Image: Charcot foot deformity with dislocation of the tarsometatarsal joint (Photo courtesy of the American Diabetes Association).
Nearly 80% of diabetic patients with severe Charcot foot inflammation are able to walk normally again following surgery, according to a new study.
Researchers at Loyola University Health System (Chicago, IL, USA) conducted a retrospective study of 214 patients who underwent surgical reconstruction of deformities associated with mid-tarsal Charcot foot arthropathy over a 12-year period. Surgery included resection of infection when present, Achilles tendon lengthening, correction of the structural deformity by wedge resection, and immobilization with a three-level static circular external fixator. Clinical outcomes were based on limb salvage, resolution of infection, and the functional metric of the ability to walk with commercially available therapeutic footwear.

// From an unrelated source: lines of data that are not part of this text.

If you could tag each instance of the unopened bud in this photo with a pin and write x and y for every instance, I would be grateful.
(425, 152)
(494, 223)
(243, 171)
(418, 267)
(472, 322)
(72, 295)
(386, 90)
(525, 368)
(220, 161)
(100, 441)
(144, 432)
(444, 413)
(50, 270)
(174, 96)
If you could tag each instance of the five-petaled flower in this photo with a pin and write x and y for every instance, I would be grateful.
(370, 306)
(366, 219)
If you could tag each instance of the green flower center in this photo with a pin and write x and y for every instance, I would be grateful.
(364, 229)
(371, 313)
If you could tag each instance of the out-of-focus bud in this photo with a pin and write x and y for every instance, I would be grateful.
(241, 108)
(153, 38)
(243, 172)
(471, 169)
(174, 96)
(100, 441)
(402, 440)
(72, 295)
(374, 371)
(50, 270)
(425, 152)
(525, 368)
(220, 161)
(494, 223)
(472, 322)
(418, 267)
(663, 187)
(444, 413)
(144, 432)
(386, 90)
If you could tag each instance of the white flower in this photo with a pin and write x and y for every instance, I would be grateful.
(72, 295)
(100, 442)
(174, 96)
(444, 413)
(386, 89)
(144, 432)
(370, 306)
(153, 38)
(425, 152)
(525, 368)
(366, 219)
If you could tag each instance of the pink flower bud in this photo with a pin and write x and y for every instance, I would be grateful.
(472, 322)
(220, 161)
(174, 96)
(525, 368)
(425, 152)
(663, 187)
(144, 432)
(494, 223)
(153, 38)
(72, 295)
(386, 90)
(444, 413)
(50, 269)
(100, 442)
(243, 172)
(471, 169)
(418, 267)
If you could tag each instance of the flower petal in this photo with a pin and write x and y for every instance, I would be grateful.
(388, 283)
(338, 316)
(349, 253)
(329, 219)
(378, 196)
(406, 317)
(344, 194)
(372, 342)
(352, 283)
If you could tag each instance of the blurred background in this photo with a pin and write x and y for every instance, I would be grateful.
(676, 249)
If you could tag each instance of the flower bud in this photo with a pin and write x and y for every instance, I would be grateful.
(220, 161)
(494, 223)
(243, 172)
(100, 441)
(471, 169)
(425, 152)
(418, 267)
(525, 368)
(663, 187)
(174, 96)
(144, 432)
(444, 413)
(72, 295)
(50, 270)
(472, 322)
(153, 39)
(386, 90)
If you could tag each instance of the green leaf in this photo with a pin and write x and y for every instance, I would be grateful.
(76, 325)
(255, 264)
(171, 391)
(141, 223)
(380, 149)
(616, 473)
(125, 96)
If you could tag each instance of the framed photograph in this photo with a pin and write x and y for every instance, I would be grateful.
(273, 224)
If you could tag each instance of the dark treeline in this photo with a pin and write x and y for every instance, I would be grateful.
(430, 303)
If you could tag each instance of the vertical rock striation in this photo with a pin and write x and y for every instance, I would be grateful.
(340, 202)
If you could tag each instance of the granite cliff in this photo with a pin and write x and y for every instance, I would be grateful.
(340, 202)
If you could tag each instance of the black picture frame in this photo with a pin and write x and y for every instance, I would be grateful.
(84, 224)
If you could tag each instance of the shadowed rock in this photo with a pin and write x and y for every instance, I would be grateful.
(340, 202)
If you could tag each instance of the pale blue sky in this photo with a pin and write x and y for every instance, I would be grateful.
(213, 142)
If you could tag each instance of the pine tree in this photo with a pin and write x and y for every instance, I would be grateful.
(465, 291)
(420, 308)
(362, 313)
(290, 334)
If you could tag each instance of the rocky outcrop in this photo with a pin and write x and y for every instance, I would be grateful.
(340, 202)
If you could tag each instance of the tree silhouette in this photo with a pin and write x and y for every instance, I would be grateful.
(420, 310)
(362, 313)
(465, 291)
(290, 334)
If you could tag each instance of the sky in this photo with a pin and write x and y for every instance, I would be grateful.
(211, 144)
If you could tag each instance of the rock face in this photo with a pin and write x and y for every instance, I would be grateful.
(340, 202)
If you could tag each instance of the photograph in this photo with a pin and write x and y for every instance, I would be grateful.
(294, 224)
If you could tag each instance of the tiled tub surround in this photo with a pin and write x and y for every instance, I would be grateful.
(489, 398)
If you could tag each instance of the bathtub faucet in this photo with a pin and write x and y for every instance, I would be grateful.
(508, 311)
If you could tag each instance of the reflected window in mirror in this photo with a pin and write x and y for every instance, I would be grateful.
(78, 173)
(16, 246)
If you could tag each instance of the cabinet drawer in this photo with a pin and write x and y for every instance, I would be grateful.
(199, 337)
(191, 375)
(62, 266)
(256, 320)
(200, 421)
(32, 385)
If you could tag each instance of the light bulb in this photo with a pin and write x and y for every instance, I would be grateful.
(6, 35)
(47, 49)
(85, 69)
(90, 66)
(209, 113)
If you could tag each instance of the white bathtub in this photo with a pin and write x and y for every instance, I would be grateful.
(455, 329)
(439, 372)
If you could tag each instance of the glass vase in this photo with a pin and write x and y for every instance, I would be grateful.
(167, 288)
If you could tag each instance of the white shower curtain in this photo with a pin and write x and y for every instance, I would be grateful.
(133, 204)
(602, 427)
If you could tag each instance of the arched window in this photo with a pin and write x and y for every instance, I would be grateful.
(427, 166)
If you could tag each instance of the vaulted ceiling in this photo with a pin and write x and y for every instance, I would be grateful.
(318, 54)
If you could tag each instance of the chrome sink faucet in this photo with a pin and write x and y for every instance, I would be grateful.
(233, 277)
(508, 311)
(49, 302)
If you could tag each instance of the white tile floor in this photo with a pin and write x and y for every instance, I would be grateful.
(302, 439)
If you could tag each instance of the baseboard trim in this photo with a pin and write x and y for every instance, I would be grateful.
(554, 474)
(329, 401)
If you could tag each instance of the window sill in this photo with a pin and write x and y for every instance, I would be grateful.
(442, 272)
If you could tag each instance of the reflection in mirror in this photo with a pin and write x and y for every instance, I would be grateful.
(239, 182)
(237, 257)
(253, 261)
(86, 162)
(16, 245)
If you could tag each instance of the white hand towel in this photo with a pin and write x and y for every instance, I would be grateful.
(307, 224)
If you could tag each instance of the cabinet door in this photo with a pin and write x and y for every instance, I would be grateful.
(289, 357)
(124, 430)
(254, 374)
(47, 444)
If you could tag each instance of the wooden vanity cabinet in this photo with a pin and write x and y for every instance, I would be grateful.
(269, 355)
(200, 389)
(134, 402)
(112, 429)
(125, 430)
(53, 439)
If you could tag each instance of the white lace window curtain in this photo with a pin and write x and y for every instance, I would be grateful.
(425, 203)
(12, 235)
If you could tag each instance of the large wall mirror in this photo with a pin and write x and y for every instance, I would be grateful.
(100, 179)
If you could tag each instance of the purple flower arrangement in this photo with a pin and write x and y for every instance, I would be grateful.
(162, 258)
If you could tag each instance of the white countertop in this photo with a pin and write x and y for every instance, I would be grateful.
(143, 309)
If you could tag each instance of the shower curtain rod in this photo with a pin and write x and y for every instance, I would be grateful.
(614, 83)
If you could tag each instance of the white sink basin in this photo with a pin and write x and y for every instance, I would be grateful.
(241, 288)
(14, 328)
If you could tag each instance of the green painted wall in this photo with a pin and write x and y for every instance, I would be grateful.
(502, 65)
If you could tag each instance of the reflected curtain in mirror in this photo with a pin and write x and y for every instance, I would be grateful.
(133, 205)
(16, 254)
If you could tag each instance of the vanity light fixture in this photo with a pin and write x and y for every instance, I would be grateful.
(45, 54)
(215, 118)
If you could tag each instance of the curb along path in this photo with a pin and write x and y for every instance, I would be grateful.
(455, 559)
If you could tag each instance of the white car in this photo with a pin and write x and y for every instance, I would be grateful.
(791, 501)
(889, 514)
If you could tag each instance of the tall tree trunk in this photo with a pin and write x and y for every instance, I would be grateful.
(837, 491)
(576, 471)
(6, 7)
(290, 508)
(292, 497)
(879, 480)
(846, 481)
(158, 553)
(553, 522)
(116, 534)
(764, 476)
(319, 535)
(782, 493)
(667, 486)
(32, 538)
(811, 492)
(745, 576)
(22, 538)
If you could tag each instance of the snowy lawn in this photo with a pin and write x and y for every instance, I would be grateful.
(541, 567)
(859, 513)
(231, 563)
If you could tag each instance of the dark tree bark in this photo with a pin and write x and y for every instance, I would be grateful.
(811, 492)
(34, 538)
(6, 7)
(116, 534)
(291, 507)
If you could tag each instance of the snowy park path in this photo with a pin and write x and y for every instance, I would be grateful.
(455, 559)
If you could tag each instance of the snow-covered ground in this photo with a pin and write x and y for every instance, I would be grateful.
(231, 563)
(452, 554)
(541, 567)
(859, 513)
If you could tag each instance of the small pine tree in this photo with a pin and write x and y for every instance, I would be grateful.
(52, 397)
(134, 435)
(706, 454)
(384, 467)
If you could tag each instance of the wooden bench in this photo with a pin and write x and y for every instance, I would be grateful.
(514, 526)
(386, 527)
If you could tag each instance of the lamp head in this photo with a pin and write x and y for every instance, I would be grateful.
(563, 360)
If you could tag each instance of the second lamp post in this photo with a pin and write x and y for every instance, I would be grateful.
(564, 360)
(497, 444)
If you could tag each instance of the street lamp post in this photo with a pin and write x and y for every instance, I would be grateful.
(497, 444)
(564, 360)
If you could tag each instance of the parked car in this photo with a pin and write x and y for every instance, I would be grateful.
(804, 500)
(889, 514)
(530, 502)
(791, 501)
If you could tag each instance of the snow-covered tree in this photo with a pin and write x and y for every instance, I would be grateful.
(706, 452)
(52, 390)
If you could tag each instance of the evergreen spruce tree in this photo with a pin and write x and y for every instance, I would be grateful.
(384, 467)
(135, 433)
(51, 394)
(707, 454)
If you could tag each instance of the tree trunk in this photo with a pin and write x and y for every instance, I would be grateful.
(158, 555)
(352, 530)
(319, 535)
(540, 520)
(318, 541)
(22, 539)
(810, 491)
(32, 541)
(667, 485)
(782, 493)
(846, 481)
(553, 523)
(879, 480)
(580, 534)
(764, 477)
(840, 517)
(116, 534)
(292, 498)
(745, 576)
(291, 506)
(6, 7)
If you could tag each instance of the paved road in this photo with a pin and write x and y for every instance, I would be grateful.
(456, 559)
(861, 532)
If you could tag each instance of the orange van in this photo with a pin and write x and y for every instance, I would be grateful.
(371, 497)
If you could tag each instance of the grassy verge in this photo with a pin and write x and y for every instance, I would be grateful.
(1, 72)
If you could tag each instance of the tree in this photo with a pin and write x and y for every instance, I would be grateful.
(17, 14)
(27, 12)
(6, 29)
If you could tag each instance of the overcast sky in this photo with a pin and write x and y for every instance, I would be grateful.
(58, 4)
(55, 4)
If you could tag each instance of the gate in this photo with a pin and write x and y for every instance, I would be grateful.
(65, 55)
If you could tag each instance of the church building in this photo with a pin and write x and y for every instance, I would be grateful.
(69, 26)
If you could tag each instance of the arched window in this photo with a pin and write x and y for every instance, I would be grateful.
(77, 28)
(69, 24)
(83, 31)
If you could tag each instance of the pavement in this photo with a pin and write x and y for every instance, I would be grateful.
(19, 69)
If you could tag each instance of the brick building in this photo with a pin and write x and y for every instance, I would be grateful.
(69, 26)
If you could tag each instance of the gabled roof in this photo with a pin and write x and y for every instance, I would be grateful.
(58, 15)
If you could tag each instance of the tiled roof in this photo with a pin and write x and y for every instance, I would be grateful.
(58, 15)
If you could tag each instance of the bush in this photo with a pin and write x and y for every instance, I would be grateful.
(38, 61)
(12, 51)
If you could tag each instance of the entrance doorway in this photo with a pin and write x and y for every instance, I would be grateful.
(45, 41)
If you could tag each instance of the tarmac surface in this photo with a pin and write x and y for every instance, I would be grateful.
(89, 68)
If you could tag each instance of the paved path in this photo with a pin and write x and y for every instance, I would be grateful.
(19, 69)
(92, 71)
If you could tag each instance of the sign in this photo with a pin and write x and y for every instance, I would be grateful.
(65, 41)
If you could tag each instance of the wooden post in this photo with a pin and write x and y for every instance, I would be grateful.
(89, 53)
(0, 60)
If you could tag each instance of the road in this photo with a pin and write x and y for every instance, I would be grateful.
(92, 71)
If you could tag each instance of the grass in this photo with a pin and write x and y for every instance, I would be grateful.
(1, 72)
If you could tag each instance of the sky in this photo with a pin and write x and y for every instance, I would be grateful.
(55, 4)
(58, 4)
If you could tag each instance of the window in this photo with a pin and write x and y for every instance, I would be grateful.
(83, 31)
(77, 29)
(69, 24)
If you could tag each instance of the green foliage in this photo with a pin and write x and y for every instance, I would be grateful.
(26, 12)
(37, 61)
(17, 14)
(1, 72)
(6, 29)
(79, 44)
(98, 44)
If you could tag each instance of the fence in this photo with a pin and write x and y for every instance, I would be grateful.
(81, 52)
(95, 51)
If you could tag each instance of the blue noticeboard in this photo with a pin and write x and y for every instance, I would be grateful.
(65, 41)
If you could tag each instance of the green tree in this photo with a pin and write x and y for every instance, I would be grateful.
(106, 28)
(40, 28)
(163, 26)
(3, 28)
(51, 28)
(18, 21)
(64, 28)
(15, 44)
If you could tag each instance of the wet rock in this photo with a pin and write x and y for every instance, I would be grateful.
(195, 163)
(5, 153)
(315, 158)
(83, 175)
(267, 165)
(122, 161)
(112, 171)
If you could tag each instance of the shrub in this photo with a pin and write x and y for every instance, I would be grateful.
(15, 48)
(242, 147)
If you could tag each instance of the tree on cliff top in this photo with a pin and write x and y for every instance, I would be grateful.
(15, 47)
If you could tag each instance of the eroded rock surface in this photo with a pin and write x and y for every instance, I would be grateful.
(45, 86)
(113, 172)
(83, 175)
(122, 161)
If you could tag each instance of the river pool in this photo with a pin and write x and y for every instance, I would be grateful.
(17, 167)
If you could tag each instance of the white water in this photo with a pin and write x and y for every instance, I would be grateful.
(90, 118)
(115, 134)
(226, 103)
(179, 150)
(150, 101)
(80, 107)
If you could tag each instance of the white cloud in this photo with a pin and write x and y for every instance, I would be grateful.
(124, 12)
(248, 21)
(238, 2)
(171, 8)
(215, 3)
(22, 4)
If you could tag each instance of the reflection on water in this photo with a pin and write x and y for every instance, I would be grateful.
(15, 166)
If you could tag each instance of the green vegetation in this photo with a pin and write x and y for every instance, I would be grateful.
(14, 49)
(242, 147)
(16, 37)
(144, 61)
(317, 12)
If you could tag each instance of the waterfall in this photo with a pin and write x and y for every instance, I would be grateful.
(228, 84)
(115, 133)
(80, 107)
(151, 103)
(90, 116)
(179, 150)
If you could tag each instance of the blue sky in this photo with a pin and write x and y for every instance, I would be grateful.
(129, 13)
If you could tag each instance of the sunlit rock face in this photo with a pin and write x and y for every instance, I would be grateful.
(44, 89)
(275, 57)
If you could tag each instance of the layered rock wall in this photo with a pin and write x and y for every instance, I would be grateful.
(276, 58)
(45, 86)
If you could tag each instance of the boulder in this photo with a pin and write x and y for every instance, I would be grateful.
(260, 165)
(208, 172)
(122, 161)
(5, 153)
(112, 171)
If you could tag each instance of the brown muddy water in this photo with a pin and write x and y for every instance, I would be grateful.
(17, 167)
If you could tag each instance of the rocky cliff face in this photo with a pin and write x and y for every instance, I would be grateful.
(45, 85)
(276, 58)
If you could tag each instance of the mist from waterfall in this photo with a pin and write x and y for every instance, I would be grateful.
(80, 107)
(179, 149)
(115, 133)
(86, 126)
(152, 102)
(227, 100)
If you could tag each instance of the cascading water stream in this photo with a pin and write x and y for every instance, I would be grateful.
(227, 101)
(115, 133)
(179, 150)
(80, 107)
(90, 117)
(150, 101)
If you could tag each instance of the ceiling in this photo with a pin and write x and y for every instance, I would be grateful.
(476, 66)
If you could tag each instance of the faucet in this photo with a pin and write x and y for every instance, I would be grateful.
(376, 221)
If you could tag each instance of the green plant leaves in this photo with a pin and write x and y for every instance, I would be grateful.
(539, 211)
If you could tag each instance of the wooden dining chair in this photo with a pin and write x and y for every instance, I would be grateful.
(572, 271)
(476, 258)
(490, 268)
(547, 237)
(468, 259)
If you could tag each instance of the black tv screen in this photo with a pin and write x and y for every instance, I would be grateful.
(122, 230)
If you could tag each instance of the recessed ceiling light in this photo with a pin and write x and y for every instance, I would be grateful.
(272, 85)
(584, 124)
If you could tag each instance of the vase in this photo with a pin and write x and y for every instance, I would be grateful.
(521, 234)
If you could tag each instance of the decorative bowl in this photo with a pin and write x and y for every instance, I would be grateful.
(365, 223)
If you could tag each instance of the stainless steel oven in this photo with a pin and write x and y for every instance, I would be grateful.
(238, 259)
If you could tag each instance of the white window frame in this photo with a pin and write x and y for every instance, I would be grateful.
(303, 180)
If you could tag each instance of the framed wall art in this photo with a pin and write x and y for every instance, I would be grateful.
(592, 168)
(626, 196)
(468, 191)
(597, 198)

The results revealed that 173 of the 223 feet operated on had good or excellent outcomes, defined as being free of ulcers and infections and able to walk outside using off-the-shelf therapeutic footwear and custom foot braces. Success rates varied according to the type of foot deformity; patients with a valgus deformity pattern had an 87% success rate; patients with a dislocation pattern deformity had a 70.3% success rate; and those with a varus deformity pattern had a 56.3% success rate. Seven patients died of unrelated causes within a year of surgery, and 15 underwent partial- or whole-foot amputations. The study was published on November 27, 2017, in Foot and Ankle International.
“Operative correction of the acquired deformity of Charcot foot arthropathy was performed with a goal of improving quality of life. The clinical outcomes achieved in this retrospective case series appear to support the modern paradigm of operative correction of deformity in this complex patient population,” concluded lead author orthopedic surgeon Michael Pinzur, MD. “This realistic appreciation of outcome expectations should both be helpful in counseling patients on the risk-benefit ratio associated with surgery, and provide a benchmark to measure newer strategies of treatment.”
First described in 1883, diabetic Charcot foot is characterized by varying degrees of bone and joint disorganization secondary to underlying neuropathy, trauma, and perturbations of bone metabolism. The bones are weakened enough to fracture, and with continued walking, the foot eventually deforms. The hallmark deformity is midfoot collapse, described as a “rocker-bottom” foot, although it can appear in other joints and with other presentations.